Pse, ruptures conventionnelles collectives, activité partielle de longue durée ou accords de performance collective : la crise sanitaire ne va pas donner un coup d’arrêt à la négociation sociale. Mais pour quels résultats ? Une analyse de Pascal Lokiec, professeur de droit social à l’université Paris-I Panthéon-Sorbonne, auteur avec Dominique Méda et Éric Heyer d’“Une autre voie est possible” (Flammarion, 2018).
En soi, il est trop tôt pour tirer toutes les conclusions de ce qu’il s’est passé pendant le confinement. On a toutefois déjà la confirmation de l’importance cruciale des enjeux liés à la protection de la santé physique et mentale des salariés. Une inquiétude majeure vient ici du fait que le Chsct, chargé spécifiquement de ces questions, a été supprimé par les ordonnances Macron. On peut aussi constater qu’en recourant massivement au chômage partiel, le gouvernement a suivi une politique de protection de l’emploi en rupture avec les logiques de ces dernières années. Sa stratégie n’a pas été très éloignée de celle choisie par les gouvernements italien et espagnol qui ont alors interdit les licenciements.
À une nuance près, toutefois : pour affronter le risque d’un chômage de masse, l’Italie a renoué avec la pratique des négociations tripartites pour élaborer des mesures sociales, tandis que la France, elle, a agi par ordonnances. Surtout, le gouvernement mise sur des négociations d’entreprise, poursuivant la tendance en cours depuis une vingtaine d’années. Désormais, tout se négocie : le temps de travail comme les primes ou la gestion des restructurations. Pour affronter la crise, cette approche-là va être privilégiée.
Sans contre-pouvoirs
Si le principe de faveur était resté la norme, la logique serait acceptable. Seulement voilà, tout dépend aujourd’hui du rapport de force dans l’entreprise, dans un contexte de menace sur l’emploi qui le rend particulièrement déséquilibré. Les accords de performance collective, qui pourraient se multiplier dans les prochaines semaines, poussent cette logique à son paroxysme. Les Cse n’ont aucun moyen d’agir sur leur pertinence et leur validité. Tout repose sur les organisations syndicales, alors même que ces accords peuvent imposer aux salariés une baisse de salaire, une obligation de mobilité ou un aménagement des horaires, tout refus de leur part les exposant à un licenciement pour cause réelle et sérieuse. Seule condition posée à cela : que l’accord soit majoritaire et respecte le salaire minimum…

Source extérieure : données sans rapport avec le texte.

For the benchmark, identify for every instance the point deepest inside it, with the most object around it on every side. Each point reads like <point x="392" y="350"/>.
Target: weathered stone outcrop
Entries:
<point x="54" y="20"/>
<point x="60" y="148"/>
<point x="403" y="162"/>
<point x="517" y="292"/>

Si l’on considère que la primauté désormais accordée aux accords d’entreprise est une donnée inéluctable, il va impérativement falloir changer les règles de gouvernance de l’entreprise. En effet, promouvoir les accords d’entreprise n’est pas viable si le pouvoir n’est pas partagé dans l’entreprise. Le modèle de cogestion allemand incite à accorder au moins 30 % des sièges dans les conseils d’administration aux représentants des salariés. On en est loin. Le seul principe majoritaire ne suffit pas à garantir la prise en compte des intérêts des salariés.
En France, le Code du travail s’est construit contre cette idée, en vigueur au début du XIXe siècle, selon laquelle ce qui était contractuel était forcément juste. Reconnaissant l’existence d’un lien de subordination, ses promoteurs ont soutenu la nécessité d’une protection des salariés par une loi commune à tous. La réalité est toujours celle-là. On ne peut tout abandonner aux militants syndicaux de terrain, jusqu’aux modalités de négociation. Car ce qui est négocié, même collectivement, n’est pas juste par nature, surtout lorsque les conditions fixées peuvent être en deçà des droits et garanties collectives reconnus par le Code du travail.
Et ce qui est vrai pour les salariés l’est tout autant pour les travailleurs économiquement dépendants, à commencer par les travailleurs des plateformes, dont la crise a démontré l’extrême vulnérabilité. En cette rentrée, leur situation doit faire l’objet d’une attention toute particulière. Les chartes ne peuvent suffire à fixer leurs conditions de travail. Il faut élaborer à leur attention un véritable statut, lequel pourrait être aménagé par accord collectif. Faut-il négocier des garanties collectives plateforme par plateforme, branche par branche ou au niveau national ? Doit-on aligner ou non ce statut, et le cas échéant, jusqu’où, sur celui des salariés ? Ici aussi, les conditions de la représentation des intérêts collectifs doivent être posées, et le syndicalisme doit s’y atteler.